Perhaps it was merely that my previous argument had been, “but each request will be executed in less than a second!” That doesn’t matter when you’re trying to serve content to, say, more than ten thousand requests in an hour. On average, that’s one request every 0.36 seconds. But we all know that it doesn’t work out like...

  1. 0:00.00: Request
  2. 0:00.36: Request
  3. 0:00.72: Request
  4. 0:01.04: Request
  5. 0:01.40: Request
  6. &c

That just doesn’t happen. At ten thousand requests per hour, you will almost certainly see overlap in your requests. This means, of course, that if you have an application that involves relational constraints, foreign keys, and really, anything where you have to reflect a change in table A in table B in such a way that every request is consistent, that change has to be applied to both tables before another request is allowed to query either. This is why you need transactions.

I never really thought about it in terms of even modest usage patterns like that. The textbook went over it in more depth, more in a context of what considerations a DBMS programmer has to be aware of, but it was a great reminder. Just two concurrent transactions, one writing two tables, and another reading those two, can display errors in the data if the read transaction reads table A after it’s been changed, but reads table B before its change has been applied.

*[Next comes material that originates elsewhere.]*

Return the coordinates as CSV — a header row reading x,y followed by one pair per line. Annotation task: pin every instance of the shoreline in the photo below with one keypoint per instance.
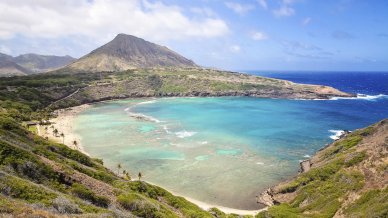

It retrospect, it’s so obvious. Unfortunately, I haven’t ever—and I mean ever, in my entire professional career—met a web application programmer who actually used transactions, and didn’t just blithely let their database autocommit every update as soon as the query was completed. Nobody does this, and why? At a guess, because it takes extra programmer time. Only one PHP framework I know of forces transactions by default (hint: It’s not Zend… something else I need to add in to my Still Unnamed Project), but what about developers making their own frameworks? Not using frameworks? Using a framework that relies on the programmer to specifically start transactions? It won’t happen, because so much emphasis is put on reducing programmer time that no one really, properly, considers taking the extra hour, or day, or even, at worst, week, to plan things ahead and properly insulate against failure from step one.

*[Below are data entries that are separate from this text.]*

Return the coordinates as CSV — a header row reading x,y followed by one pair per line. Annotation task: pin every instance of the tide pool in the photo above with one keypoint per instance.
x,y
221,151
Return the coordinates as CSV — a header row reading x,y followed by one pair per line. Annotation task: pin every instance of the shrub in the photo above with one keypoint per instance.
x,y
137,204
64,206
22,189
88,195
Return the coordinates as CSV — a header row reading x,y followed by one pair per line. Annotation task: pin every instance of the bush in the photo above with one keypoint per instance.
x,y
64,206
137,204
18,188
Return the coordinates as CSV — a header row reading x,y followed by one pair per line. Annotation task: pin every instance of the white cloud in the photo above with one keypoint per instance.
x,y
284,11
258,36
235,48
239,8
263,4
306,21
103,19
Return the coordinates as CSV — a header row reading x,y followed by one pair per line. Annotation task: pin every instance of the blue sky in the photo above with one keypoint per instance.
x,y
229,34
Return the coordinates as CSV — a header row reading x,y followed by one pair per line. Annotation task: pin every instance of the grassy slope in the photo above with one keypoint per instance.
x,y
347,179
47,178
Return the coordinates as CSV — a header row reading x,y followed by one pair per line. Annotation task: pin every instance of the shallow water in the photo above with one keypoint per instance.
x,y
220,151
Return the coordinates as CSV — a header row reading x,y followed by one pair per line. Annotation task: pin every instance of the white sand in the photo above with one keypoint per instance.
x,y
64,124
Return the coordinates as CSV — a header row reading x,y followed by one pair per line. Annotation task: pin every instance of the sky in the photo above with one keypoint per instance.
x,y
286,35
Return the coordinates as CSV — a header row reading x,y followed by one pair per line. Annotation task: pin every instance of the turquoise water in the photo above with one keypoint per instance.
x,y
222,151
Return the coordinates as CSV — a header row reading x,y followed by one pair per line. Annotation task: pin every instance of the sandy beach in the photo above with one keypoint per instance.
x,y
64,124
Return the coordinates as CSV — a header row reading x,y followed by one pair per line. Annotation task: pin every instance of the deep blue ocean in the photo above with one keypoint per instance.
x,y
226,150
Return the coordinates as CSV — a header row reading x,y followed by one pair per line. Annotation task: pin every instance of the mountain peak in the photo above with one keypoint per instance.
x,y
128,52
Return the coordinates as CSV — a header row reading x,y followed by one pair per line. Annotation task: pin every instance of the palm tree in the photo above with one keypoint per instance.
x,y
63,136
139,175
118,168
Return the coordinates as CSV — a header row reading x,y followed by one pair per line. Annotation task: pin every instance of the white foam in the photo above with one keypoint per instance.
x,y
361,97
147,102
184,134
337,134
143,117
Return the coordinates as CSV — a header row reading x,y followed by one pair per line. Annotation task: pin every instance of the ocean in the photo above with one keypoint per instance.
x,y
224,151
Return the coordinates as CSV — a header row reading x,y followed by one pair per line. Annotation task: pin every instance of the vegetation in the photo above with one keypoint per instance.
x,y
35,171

But it does go to show how important proper planning is to being able to do this kind of work properly. Proper analysis of your tools and knowledge on the programmer’s part of what needs to go in to the software is what makes for better software in the long run. Seriously, take the little bit of extra time to do it right, and improve your product’s performance. How much does a day or two cost—once—relative to how much an extra server costs every month to compensate for inefficient code?